LA LENTEUR NÉCESSAIRE DES PROCESSUS DÉMOCRATIQUES SYNDICAUX : LA CGT FACE AUX GILETS JAUNES

En premier lieu, il convient de rappeler que la défiance anti-syndicale n’est pas nouvelle. Dans les années 1960-70, il n’était pas rare que des affrontements surgissent entre le puissant service d’ordre de la CGT et des militants de gauche ou d’extrême-droite2. Dans le contexte actuel, cependant, l’affaire prend un autre tour.

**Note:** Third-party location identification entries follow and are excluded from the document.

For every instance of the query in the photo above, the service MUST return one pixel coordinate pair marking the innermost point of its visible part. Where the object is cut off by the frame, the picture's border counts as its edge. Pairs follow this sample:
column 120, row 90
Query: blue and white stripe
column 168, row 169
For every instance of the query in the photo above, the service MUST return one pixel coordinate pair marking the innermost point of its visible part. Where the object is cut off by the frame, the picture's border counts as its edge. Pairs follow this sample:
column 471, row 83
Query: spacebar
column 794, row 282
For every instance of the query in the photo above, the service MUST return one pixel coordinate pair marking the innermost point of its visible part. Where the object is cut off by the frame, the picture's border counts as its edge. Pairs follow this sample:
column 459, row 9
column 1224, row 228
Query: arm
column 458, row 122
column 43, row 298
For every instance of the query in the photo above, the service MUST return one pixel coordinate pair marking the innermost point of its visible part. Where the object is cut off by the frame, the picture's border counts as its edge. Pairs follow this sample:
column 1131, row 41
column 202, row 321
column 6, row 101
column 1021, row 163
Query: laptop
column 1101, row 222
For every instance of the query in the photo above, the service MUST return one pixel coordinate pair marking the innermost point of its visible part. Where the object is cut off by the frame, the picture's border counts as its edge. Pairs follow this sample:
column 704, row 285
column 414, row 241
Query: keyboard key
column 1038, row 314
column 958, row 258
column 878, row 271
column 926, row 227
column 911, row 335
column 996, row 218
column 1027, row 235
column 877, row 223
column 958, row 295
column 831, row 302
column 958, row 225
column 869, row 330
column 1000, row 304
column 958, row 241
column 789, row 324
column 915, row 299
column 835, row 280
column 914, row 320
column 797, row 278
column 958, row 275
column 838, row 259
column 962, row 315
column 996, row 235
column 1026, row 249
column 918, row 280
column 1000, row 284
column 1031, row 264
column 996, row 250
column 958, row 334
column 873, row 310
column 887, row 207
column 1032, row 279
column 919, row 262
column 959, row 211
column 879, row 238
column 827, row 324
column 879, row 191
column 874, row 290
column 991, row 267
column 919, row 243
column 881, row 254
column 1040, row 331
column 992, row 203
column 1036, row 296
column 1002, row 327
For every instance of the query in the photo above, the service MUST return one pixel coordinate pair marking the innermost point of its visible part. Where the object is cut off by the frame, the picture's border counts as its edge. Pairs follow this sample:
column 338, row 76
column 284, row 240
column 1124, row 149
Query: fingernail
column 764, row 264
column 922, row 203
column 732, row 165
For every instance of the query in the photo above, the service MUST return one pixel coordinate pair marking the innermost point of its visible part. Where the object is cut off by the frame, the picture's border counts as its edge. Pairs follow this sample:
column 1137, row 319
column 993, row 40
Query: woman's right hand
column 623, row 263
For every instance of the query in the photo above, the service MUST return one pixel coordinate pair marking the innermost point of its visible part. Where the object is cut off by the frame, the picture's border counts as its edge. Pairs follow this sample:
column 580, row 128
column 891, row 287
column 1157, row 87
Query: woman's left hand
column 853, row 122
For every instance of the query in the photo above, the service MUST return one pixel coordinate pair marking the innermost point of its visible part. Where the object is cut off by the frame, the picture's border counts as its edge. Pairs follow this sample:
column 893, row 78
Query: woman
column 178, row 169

Aussitôt après la fin de la manifestation, des témoignages ont émergé accusant la CGT de faire le jeu de la police et du pouvoir3 . Sont revenus sur le tapis les reproches formulés à l’encontre du syndicat, coupable de n’avoir pas soutenu – ou bien très tardivement – les Gilets jaunes. On se souviendra, en effet, des accusations de Philippe Martinez, secrétaire général de la CGT qui, à la mi-novembre 2018, dénonçait le soutien patronal à un mouvement décrit comme porteur d’un agenda anti-taxe, citant en exemple l’appui de Michel-Édouard Leclerc, dirigeant de la firme qui porte son nom, aux contestataires. On se souviendra plus encore de cette phrase, prononcée sur France Inter le 16 novembre de la même année, à la veille d’une des premières mobilisation des Gilets Jaunes : « Il est impossible d’imaginer la CGT défiler à côté du Front national ; la CGT ne peut pas s’associer. »4 Si certaines Unions locales (UL) ont pu localement s’impliquer dans le mouvement, les organisations de gauche ont mis du temps à se défaire de leur méfiance originelle. La lenteur de la réaction du syndicat n’était toutefois pas uniquement due à des réticences idéologiques. Des raisons structurelles, qui tiennent à l’organisation interne de la CGT, sont également à prendre en considération pour comprendre ce rendez-vous manqué.

La CGT a gardé des temps de sa fondation une double structure : le syndicat est né en 1895 de la fusion d’une part de la Fédération des bourses du travail, organisée suivant une logique territoriale et dont sont héritières les Unions locales et départementales, et d’autre part de fédérations organisées suivant une logique de branche professionnelle (enseignement, métallurgie etc.)5. Cette structure permet aux syndiqués de tisser des liens aussi bien dans leur espace de résidence, où dialoguent les travailleurs de différents secteurs (pour les Unions locales), que dans leur espace d’exercice professionnel.

Par ailleurs, chaque Union locale ou chaque fédération dispose d’organes représentatifs regroupant les militants qu’elle organise. Ce fonctionnement, très efficace en tant que tel, a néanmoins le défaut de ses qualités : la CGT souffre d’un empilement d’instances enchevêtrées, difficilement lisible. Ces instances de base tiennent des congrès, au cours desquels sont élus des secrétaires généraux qui eux-mêmes siègeront dans le comité confédéral national (CCN), sorte de parlement du syndicat, réuni tous les trois à quatre mois, et où sont discutées les grandes orientations de la confédération6. À chaque échelon, la CGT fonctionne selon le principe du mandatement – c’est-à-dire que chaque délégué dispose d’un mandat, défini par les militants des instances qu’il représente, et auquel il doit se tenir. Ce fonctionnement, que d’aucuns jugeront bureaucratique, implique une certaine lenteur dans la prise de décision.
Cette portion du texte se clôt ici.